42. A catheter for insertion into the brain of a subject, the catheter comprising a hollow tube defining a longitudinal channel in which an electrode lead can be housed;

wherein the catheter comprises a window formed in a side wall of the hollow tube and arranged to expose a proximal electrode on the electrode lead to the exterior of the hollow tube when the electrode lead is received in the longitudinal channel of the hollow tube.

43. The catheter of clause 42, wherein the catheter includes indicia for indicating a direction in which the window faces.

44. The catheter of clauses 42 or 43, wherein the window comprises two or more apertures in the sidewall of the hollow tube.

45. A catheter for insertion into the brain of a subject, the catheter comprising a hollow tube defining a longitudinal channel in which an electrode lead can be housed;

wherein the catheter comprises an external electrode on the outer surface of the hollow tube.
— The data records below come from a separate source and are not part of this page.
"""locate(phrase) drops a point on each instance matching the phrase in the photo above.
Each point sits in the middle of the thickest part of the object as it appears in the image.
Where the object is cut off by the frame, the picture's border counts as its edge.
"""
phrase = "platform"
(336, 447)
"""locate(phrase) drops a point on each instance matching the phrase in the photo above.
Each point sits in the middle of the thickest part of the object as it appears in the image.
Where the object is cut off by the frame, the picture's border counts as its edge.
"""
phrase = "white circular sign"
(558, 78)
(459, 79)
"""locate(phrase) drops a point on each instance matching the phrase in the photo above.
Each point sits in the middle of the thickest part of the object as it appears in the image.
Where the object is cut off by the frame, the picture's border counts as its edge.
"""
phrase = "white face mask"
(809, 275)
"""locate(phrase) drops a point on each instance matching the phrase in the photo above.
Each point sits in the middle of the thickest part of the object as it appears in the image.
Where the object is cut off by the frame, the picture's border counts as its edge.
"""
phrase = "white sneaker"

46. The catheter of clause 45, further comprising a connecting lead extending through the hollow tube for connecting the outer electrode to a controller.

47. The catheter of clause 45, wherein the outer electrode is configured for electrical connection with a proximal electrode on the electrode lead when the electrode lead is received in the longitudinal channel of the hollow tube.

48. The catheter of any of clauses 42-47, further comprising a cap that is capable of being secured to an aperture in the skull of the subject, and the cap comprises a passageway through which the hollow tube is insertable to insert the hollow tube into the brain of the subject.

49. The catheter of clause 48, further comprising a first limiter secured to a proximal end portion of the hollow tube, the first limiter being arranged to abut the cap when a predetermined length of the hollow tube is inserted through the channel.

50. A method of performing therapy on a subject, the method comprising:

applying one or more neuromodulation signals to one or more targets in the brain of the subject; and

applying a stimulation signal to a carotid body and/or carotid baroreceptors in the subject.

51. A system, comprising:

means for applying one or more neuromodulation signals to one or more targets in the brain of the subject; and

a stimulation electrode for applying a stimulation signal to a carotid body and/or a carotid baroreceptor in the subject.